Semi-synthetic Fc-peptide conjugation strategy enables prolonged circulation and retained biological activity

Many therapeutic peptides, despite their high target specificity and ability to modulate 'undruggable' targets, suffer from extremely short plasma half-lives, severely limiting their clinical utility. Current solutions often involve recombinant fusion to the Fc region of IgG antibodies, which effectively prolongs systemic half-life. However, this recombinant approach restricts the incorporation of non-proteinogenic features like non-natural amino acids, cyclic peptides, or oligonucleotides, which can significantly enhance stability and biological activity. A method to combine Fc-fusion with these advanced chemical features is a critical unmet need in peptide drug development.

Researchers developed a novel semi-synthetic strategy to generate Fc-peptide conjugates, specifically designed to overcome the limitations of recombinant methods. The approach involved the design, synthesis, and bioconjugation of functionalized disulfide re-bridging linkers. This methodology allowed for the efficient attachment of peptides, including those with non-proteinogenic features, to the Fc region. An Fc-peptide conjugate was then generated using this strategy and subsequently evaluated for its biological activity in vitro and its circulation profile in vivo to confirm the efficacy of the conjugation method.

The novel semi-synthetic strategy successfully produced Fc-peptide conjugates capable of incorporating non-proteinogenic features, a key limitation of traditional recombinant methods. The primary finding was the successful generation of these conjugates while preserving the peptide's inherent therapeutic efficacy. Specifically, the Fc-peptide conjugate demonstrated retained biological activity in vitro, confirming that the chemical conjugation via functionalized disulfide re-bridging linkers did not impair the peptide's ability to interact with its target or elicit a biological response. This is a critical validation step, as half-life extension methods must not compromise the drug's fundamental function.
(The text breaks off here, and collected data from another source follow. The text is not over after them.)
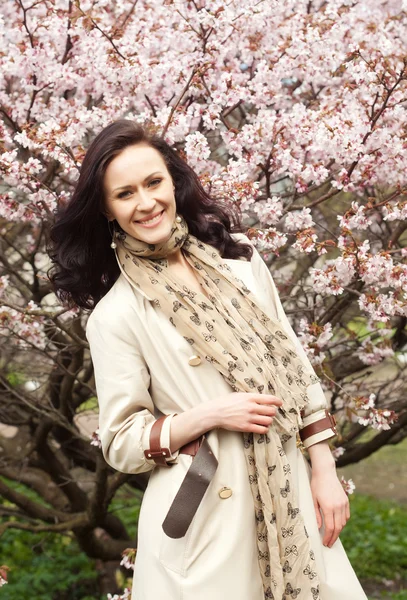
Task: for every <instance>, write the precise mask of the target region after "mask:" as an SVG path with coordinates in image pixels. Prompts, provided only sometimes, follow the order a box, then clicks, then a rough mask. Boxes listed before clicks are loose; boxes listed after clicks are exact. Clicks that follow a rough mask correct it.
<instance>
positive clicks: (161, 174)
mask: <svg viewBox="0 0 407 600" xmlns="http://www.w3.org/2000/svg"><path fill="white" fill-rule="evenodd" d="M154 175H162V173H161V171H154V173H151V175H147V177H146V178H145V179H144V180H143V183H145V182H146V181H147V180H148V179H151V177H153V176H154ZM131 187H133V186H132V185H130V184H128V185H122V186H120V187H118V188H115V189H114V190H113V191H112V194H114V192H117V191H118V190H127V189H128V188H131Z"/></svg>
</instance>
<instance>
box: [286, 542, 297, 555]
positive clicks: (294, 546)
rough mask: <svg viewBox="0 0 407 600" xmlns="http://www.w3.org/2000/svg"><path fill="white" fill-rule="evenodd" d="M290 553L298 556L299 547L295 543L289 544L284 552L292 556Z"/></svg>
mask: <svg viewBox="0 0 407 600" xmlns="http://www.w3.org/2000/svg"><path fill="white" fill-rule="evenodd" d="M290 554H294V556H298V548H297V546H296V545H295V544H294V545H293V546H287V548H286V549H285V552H284V556H290Z"/></svg>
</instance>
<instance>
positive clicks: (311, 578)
mask: <svg viewBox="0 0 407 600" xmlns="http://www.w3.org/2000/svg"><path fill="white" fill-rule="evenodd" d="M303 573H304V575H308V577H309V578H310V579H314V577H316V576H317V574H316V573H315V571H313V570H312V569H311V565H307V566H306V567H305V569H304V570H303Z"/></svg>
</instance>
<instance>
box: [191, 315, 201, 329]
mask: <svg viewBox="0 0 407 600" xmlns="http://www.w3.org/2000/svg"><path fill="white" fill-rule="evenodd" d="M189 318H190V319H191V321H192V322H193V323H195V325H198V326H200V325H201V319H200V318H199V317H198V314H197V313H194V314H193V315H191V316H190V317H189Z"/></svg>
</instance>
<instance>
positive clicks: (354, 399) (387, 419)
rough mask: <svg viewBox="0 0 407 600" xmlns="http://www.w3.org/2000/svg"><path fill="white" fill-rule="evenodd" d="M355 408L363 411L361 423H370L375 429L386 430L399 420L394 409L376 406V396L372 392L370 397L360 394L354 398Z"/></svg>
mask: <svg viewBox="0 0 407 600" xmlns="http://www.w3.org/2000/svg"><path fill="white" fill-rule="evenodd" d="M354 403H355V408H356V410H357V412H358V414H359V411H363V412H364V414H363V415H362V416H360V415H359V416H358V423H360V425H365V426H367V425H369V426H370V427H372V428H373V429H381V430H386V429H390V427H391V425H392V424H393V423H394V422H395V421H396V420H397V415H396V413H395V411H394V410H390V409H388V408H376V396H375V394H370V395H369V396H368V397H365V396H359V397H356V398H354Z"/></svg>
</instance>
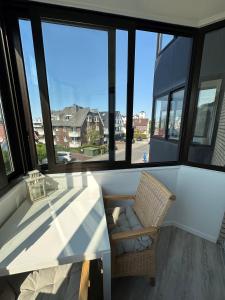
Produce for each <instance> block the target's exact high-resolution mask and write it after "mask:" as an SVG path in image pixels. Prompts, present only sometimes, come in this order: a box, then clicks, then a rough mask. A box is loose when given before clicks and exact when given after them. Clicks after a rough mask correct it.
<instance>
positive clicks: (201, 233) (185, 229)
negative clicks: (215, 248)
mask: <svg viewBox="0 0 225 300" xmlns="http://www.w3.org/2000/svg"><path fill="white" fill-rule="evenodd" d="M162 226H163V227H166V226H175V227H177V228H180V229H182V230H185V231H187V232H189V233H192V234H194V235H196V236H198V237H201V238H203V239H205V240H207V241H210V242H213V243H216V242H217V237H215V236H213V235H210V234H205V233H203V232H201V231H199V230H197V229H194V228H192V227H190V226H187V225H184V224H181V223H178V222H176V221H166V222H164V223H163V225H162Z"/></svg>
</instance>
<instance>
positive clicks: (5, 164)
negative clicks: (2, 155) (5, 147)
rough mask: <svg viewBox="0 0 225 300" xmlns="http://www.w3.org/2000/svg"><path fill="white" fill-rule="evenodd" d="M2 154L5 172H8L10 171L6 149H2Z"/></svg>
mask: <svg viewBox="0 0 225 300" xmlns="http://www.w3.org/2000/svg"><path fill="white" fill-rule="evenodd" d="M2 155H3V160H4V164H5V171H6V174H9V173H10V171H11V164H10V157H9V152H8V151H6V150H3V151H2Z"/></svg>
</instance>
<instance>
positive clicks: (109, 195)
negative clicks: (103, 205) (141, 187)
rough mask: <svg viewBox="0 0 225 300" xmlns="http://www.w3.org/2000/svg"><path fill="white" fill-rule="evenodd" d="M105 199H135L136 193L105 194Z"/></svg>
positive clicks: (124, 199) (117, 200)
mask: <svg viewBox="0 0 225 300" xmlns="http://www.w3.org/2000/svg"><path fill="white" fill-rule="evenodd" d="M103 199H104V201H120V200H135V195H105V196H103Z"/></svg>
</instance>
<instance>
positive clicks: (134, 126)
mask: <svg viewBox="0 0 225 300" xmlns="http://www.w3.org/2000/svg"><path fill="white" fill-rule="evenodd" d="M148 122H149V120H148V119H141V118H140V119H134V120H133V124H134V127H137V126H148Z"/></svg>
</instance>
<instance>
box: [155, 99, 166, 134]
mask: <svg viewBox="0 0 225 300" xmlns="http://www.w3.org/2000/svg"><path fill="white" fill-rule="evenodd" d="M167 107H168V96H164V97H161V98H159V99H157V100H156V103H155V113H154V119H155V125H154V133H153V135H154V136H155V137H161V138H164V137H165V136H166V119H167Z"/></svg>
Furthermore, the conjugates achieved prolonged circulation in vivo, directly addressing the challenge of short plasma half-life that plagues many therapeutic peptides. This extended systemic presence is crucial for reducing dosing frequency and improving patient compliance and therapeutic outcomes. The abstract highlights that this method allows for the simple and efficient generation of these conjugates, suggesting a robust and scalable process. While specific quantitative data on the degree of half-life extension or the precise percentage of activity retained were not provided, the qualitative success in both aspects validates the utility of this semi-synthetic approach for overcoming current limitations in peptide drug development.